As schematically shown in FIG. 8, the erasing procedure is such that after the start of a copying operation all the LEDs are turned on to effect leading end erasure, in an image area particular ones of the LEDs are turned on to effect side (opposite edges) erasure, and finally all the LEDs are turned on again to effect trailing end erasure.

While the switch 30 remains closed, the erasure turn-on control is inhibited, as stated earlier. In this condition, copies are always produced with the inner frame erased with no regard to the position of the cover plate 3, as shown in FIG. 9. In FIG. 9, the reference numerals 41 and 42 designate a paper and an image, respectively. As shown in FIGS. 9 and 10, the distance Y' and the distance between X and X' represent areas that are not erased by the LED's.

On the other hand, when the dip switch 30 is open and the cover plate 3 is closed, the dimensions X, X' and Y' shown in FIG. 9 are changed to those shown in FIG. 10 so that an image may be reproduced on the entire paper surface. Specifically, X and X' are each representative of the value of side erasure and variable at the pitch of the LEDs, i.e. 5 millimeters. Since eighty-eight LEDs are used, each of X and X' is implemented as an 8-bit (1 byte) memory. The number of LEDs to be turned on or off as counted from a reference position are stored in each of the 8-bit memories.

The full surface image mode which occurs when the dip switch 30 is open and the cover plate 3 is closed as stated above will be described with reference to FIG. 11. In this mode, X is decreased by one while X' is increased by one as represented by X.rarw.X-1 and X'.rarw.X'+1 in the figure. Y is representative of an interval between the time when a scanner moves away from a home sensor and the time when it reaches the leading end of an image. Further, Y' is representative of an interval between the time when the scanner is located at the leading end of an image and the time when it reaches the trailing end of an image.

In the full surface image mode, the period of time Y' is corrected such that the trailing end is shifted by 5 millimeters relative to that in the usual copy mode which is shown in FIG. 9. Here, Y and Y' are each implemented with a 2-byte memory.

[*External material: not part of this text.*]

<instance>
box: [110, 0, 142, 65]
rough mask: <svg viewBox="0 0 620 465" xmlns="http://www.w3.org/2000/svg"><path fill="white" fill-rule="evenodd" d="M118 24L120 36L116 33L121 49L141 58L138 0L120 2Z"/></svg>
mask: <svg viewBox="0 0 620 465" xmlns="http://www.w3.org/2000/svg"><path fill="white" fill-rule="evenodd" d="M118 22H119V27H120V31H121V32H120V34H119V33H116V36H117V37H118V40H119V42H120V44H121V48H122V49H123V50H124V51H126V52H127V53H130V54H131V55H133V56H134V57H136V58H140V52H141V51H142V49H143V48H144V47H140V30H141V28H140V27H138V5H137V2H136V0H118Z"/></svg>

In summary, it will be seen that the present invention provides an eraser turn-on control device for a copier which prevents the outside of a document size from being imaged on a photoconductive element as a black portion. This eliminates wasteful consumption of toner while freeing a cleaning unit from the need for an excessive cleaning ability.

Various modifications will become possible for those skilled in the art after receiving the teachings of the present disclosure without departing from the scope thereof.

Claims

1. A photocopier machine comprising:

a platen for receiving an original document;

a cover plate for selectively covering said platen;

imaging means for imaging an image of said document;

a photoconductive element for receiving said image;

charging means for charging said photoconductive element;

developing means for developing the image formed on said photoconductive element;

an eraser for removing charges deposited on said photoconductive element which do not represent part of the image, said eraser being formed of a plurality of light emitting elements extending across the width of said photoconductive element; and

control means for selectively actuating said light emitting elements of said eraser so as to selectively erase charges on the photoconductive element depending upon the position of said cover plate such that charges in an area of the photoconductive element corresponding to an area outside of the border of a paper sheet to which the developed image is transferred are erased when said cover plate is down, and that charges in an area of the photoconductive element corresponding to an area inside the border of the paper sheet are erased when said cover plate is up.

2. The photocopier machine as claimed in claim 1, further comprising inhibiting means for preventing said selective actuation of the light emitting elements of said eraser depending upon the position of said cover plate.

3. The photocopier machine as claimed in claim 1, further comprising a reed microswitch and a magnet placed on said platen and cover plate so as to determine the position of said cover plate, said microswitch being connected to said control means.